Tightening lending conditions by the big Australian banks are widely considered to be slowing down development, with lenders generally taking a more cautious approach to New Zealand property lending. The lack of a large second-tier lending sector and rising construction costs are also causing problems for some developers.
According to William Cairns, a director at mortgage financier Cairns Lockie, there are far fewer lenders than in the past across the industry: "If you go back 30 years ago, we had a plethora of solicitors, credit unions, building societies and finance companies that were New Zealand owned and operated. A lot of them were not particularly well managed. That was a regulatory issue. They haven't been replaced by New Zealand owned competitors to the banks. There is just not those large second tier players."
The plug has recently been pulled on a number of high-profile residential developments in Auckland, including a 91-unit development in Avondale called Flo Apartments and the St James Suites project who released this statement: "Financial institutions have tightened their lending activity to apartment developers in recent months, affecting a number of Auckland apartment projects." According to Greig Allison, a director of the Capital Group, "They definitely are tightening up. Banks have got limited capital. Their balance sheets are full. I think these deals are not happening because they haven't got the funding."

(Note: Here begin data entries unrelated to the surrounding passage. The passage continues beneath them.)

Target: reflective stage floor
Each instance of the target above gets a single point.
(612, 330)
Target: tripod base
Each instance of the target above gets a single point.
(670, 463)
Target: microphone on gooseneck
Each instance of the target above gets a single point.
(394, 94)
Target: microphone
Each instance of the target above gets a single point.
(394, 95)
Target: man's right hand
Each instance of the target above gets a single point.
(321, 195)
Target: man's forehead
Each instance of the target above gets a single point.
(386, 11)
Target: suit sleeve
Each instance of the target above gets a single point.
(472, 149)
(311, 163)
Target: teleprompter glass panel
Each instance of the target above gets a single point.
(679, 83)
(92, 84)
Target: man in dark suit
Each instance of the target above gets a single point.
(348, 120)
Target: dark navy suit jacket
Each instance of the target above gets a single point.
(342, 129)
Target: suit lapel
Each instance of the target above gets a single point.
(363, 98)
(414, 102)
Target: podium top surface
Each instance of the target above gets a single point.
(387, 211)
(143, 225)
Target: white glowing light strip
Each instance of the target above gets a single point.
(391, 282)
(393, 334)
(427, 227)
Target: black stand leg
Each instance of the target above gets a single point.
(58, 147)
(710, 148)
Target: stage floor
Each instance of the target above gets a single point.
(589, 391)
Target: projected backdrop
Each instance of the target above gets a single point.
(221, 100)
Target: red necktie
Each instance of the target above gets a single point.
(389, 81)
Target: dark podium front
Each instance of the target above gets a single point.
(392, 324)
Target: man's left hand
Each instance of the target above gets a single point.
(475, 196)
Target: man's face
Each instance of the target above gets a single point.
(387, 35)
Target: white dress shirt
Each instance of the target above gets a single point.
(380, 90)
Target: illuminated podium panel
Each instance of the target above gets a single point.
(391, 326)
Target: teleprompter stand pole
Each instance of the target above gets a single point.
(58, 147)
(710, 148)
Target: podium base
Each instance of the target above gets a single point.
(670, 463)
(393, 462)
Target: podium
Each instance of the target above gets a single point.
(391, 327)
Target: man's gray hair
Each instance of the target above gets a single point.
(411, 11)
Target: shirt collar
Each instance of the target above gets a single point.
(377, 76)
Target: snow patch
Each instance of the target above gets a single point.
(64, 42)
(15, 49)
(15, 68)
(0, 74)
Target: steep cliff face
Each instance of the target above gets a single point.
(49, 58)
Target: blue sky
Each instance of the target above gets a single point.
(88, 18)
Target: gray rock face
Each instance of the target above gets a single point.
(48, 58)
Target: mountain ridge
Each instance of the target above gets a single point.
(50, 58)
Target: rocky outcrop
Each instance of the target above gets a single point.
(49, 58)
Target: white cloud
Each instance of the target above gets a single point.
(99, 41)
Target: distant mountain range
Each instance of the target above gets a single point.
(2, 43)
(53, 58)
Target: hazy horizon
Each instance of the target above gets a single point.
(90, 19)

While the Reserve Bank want to increase supply levels to help cool down the market, they will also be happy to see a tighter lending environment to ensure wider economic security. The central bank imposed tighter loan-to-value-ratio lending restrictions on the banks last year as a way to mitigate risk, decreasing exposure to ensure against the risk of housing oversupply and big price falls. While a level of caution is definitely needed, additional funding options may be needed to help fill the gap and ensure increased supply levels over time.